Two things got LinkedIn in this mess and led to this settlement.
The first was that they sent two reminder emails. Too many emails, said the court.
The second was that they would use your name and likeness in that email, without your consent. Oops.
What’s the settlement? LinkedIn will pay $13 million into a fund that will be paid out to claimants and turn off the reminder emails on Add Connections. The $13 million will be paid out across all approved claims with a max of $1,500 (ha!). If the payment ends up being less than $10 each, LinkedIn will pay an extra $750,000 into the fund to be distributed.
Here’s a fun fact for those new to class actions – if there are so many claimants (and there will be) that paying out the funds is not economically feasible, the payments will be made to “Cy Pres Recipients.” It’s known as a Cy Pres distribution and it means it’ll be given to a recipient that is an indirect benefit to the class (in this settlement, it’ll go to Access Now, Electronic Privacy Information Center, and Network for Teaching Entrepreneurship). It comes from the Normal French expression “cy pres comme possible” to mean “as near as possible.”
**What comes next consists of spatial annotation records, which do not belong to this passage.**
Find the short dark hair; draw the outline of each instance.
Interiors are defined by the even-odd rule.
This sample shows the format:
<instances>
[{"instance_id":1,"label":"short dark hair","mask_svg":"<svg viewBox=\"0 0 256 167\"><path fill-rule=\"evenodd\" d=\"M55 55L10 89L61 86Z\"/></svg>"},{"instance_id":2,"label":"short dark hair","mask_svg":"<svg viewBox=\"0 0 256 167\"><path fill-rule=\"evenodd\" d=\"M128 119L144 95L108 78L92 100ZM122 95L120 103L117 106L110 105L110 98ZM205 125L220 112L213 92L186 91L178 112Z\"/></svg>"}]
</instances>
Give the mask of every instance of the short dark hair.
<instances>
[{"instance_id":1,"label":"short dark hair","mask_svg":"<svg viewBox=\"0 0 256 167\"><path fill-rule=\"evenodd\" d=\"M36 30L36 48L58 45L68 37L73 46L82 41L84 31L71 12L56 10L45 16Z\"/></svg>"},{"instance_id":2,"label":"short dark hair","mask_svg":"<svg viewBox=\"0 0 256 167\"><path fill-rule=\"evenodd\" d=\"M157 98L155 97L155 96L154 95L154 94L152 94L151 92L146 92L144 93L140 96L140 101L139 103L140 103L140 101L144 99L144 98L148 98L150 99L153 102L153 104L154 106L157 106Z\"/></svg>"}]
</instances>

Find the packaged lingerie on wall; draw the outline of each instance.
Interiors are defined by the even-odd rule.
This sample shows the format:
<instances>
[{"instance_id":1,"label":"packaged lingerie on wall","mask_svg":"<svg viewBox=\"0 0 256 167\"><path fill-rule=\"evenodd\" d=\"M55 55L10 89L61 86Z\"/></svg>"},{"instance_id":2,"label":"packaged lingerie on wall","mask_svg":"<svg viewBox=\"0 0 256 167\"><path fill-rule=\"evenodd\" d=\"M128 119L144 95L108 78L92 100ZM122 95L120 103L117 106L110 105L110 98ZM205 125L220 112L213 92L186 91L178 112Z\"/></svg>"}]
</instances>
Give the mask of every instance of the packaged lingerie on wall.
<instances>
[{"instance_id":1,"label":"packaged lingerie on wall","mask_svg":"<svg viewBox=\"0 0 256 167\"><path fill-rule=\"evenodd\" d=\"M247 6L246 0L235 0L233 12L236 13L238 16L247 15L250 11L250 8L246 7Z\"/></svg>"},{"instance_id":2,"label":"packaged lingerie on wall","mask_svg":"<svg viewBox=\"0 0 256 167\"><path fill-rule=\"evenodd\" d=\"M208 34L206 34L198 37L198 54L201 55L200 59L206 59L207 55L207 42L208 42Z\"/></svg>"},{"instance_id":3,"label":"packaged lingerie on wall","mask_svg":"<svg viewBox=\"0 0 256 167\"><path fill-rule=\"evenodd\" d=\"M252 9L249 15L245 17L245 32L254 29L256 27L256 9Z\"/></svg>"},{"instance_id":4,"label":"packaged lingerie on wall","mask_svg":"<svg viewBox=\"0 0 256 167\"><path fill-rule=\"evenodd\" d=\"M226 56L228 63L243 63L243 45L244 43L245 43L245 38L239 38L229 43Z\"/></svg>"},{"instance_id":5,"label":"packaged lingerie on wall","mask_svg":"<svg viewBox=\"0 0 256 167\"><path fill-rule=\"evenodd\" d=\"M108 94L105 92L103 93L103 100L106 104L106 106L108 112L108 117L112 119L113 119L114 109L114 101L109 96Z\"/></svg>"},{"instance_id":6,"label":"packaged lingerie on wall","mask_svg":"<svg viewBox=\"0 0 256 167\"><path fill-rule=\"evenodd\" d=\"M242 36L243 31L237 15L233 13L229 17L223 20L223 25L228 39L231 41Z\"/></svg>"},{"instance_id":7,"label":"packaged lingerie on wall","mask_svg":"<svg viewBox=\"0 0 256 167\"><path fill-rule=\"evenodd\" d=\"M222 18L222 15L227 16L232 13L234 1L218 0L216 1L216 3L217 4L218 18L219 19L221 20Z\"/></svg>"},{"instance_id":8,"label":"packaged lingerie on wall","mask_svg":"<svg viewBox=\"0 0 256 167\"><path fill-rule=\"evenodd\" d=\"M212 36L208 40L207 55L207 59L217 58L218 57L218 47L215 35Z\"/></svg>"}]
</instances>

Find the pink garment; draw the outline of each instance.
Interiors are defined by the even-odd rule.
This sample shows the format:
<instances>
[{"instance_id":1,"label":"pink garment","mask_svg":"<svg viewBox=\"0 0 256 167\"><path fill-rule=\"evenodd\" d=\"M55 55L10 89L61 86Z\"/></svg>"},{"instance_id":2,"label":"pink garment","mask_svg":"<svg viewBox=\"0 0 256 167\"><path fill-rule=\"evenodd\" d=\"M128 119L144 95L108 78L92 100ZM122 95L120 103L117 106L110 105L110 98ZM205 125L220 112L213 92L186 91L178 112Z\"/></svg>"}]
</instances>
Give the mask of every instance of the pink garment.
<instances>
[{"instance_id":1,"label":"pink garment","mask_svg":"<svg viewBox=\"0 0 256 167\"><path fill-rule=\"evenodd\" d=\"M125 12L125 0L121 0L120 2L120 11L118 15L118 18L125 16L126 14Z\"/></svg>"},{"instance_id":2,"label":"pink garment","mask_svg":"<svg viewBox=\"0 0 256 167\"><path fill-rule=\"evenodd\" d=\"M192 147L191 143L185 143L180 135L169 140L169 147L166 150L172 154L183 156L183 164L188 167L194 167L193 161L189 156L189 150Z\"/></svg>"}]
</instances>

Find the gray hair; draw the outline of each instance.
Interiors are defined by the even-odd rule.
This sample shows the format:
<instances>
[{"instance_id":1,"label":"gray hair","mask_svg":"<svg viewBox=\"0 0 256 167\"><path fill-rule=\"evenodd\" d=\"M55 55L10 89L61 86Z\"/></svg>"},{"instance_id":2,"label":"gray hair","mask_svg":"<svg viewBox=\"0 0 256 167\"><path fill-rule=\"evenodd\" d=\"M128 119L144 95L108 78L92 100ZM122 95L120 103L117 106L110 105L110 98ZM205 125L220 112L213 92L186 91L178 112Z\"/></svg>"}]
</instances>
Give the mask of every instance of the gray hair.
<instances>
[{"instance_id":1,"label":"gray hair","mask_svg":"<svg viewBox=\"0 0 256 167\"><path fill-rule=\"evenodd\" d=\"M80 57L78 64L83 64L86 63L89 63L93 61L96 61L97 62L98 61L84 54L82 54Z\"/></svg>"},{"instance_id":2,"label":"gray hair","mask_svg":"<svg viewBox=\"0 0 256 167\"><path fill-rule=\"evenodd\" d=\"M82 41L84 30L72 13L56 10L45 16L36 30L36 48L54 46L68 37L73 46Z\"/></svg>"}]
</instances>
Are you in the settlement class? If you used the Add Connections feature between Sept. 17, 2011 and Oct. 31, 2014 and your name/likeness was used, then you’re a member of the class. I received an email from [email protected] to the email associated with my LinkedIn account that included a Claim ID at the top. If you are a LinkedIn user and didn’t receive this, I’d check your spam folder.
There will be a lot of people in this class and you may not get a penny, but the form takes just a minute to fill out. If you have a claim ID, use it. If you don’t, you can still fill one out, not sure what difference it makes.
Here’s the official settlement website and you have until December 13th, 2015 to file a claim or opt out.
I’ve included the settlement claim email below:
NOTICE OF PENDING CLASS ACTION AND NOTICE OF PROPOSED SETTLEMENT
PERKINS V. LINKEDIN CORP.
You are receiving this e-mail because you may have used LinkedIn’s Add Connections feature between September 17, 2011 and October 31, 2014.
A federal court authorized this Notice. This is not a solicitation from a lawyer.
Why did I get this notice? This Notice relates to a proposed settlement (“Settlement”) of a class action lawsuit (“Action”) against LinkedIn Corporation (“LinkedIn”) based on LinkedIn’s alleged improper use of a service called “Add Connections” to grow its member base.
What is the Action about? The Action challenges LinkedIn’s use of a service called Add Connections to grow its member base. Add Connections allows LinkedIn members to import contacts from their external email accounts and email connection invitations to one or more of those contacts inviting them to connect on LinkedIn. If a connection invitation is not accepted within a certain period of time, up to two “reminder emails” are sent reminding the recipient that the connection invitation is pending. The Court found that members consented to importing their contacts and sending the connection invitation, but did not find that members consented to LinkedIn sending the two reminder emails. The Plaintiffs contend that LinkedIn members did not consent to the use of their names and likenesses in those reminder emails. LinkedIn denies these allegations and any and all wrongdoing or liability. No court or other entity has made a judgment or other determination of any liability.
What relief does the Settlement provide? LinkedIn has revised disclosures, clarifying that up to two reminders are sent for each connection invitation so members can make fully-informed decisions before sending a connection invitation. In addition, by the end of 2015, LinkedIn will implement new functionality allowing members to stop reminders from being sent by canceling the connection invitation. LinkedIn has also agreed to pay $13 million into a fund that can be used, in part, to make payments to members of the Settlement Class who file approved claims. Attorneys representing the Settlement Class will petition the Court for payment of the following from the fund: (1) reasonable attorneys’ fees, expenses, and costs up to a maximum of $3,250,000, and (2) service awards for the Plaintiffs up to a maximum of $1,500 each. The payment amount for members of the Settlement Class who file approved claims will be calculated on a pro rata basis, which means that it will depend on the total number of approved claims. If the number of approved claims results in a payment amount of less than $10, LinkedIn will pay an additional amount up to $750,000 into the fund. If the pro rata amount is so small that it cannot be distributed in a way that is economically feasible, payments will be made, instead, to Cy Pres Recipients selected by the Parties and approved by the Court. No one knows in advance whether or in what amount payments will be made to claimants.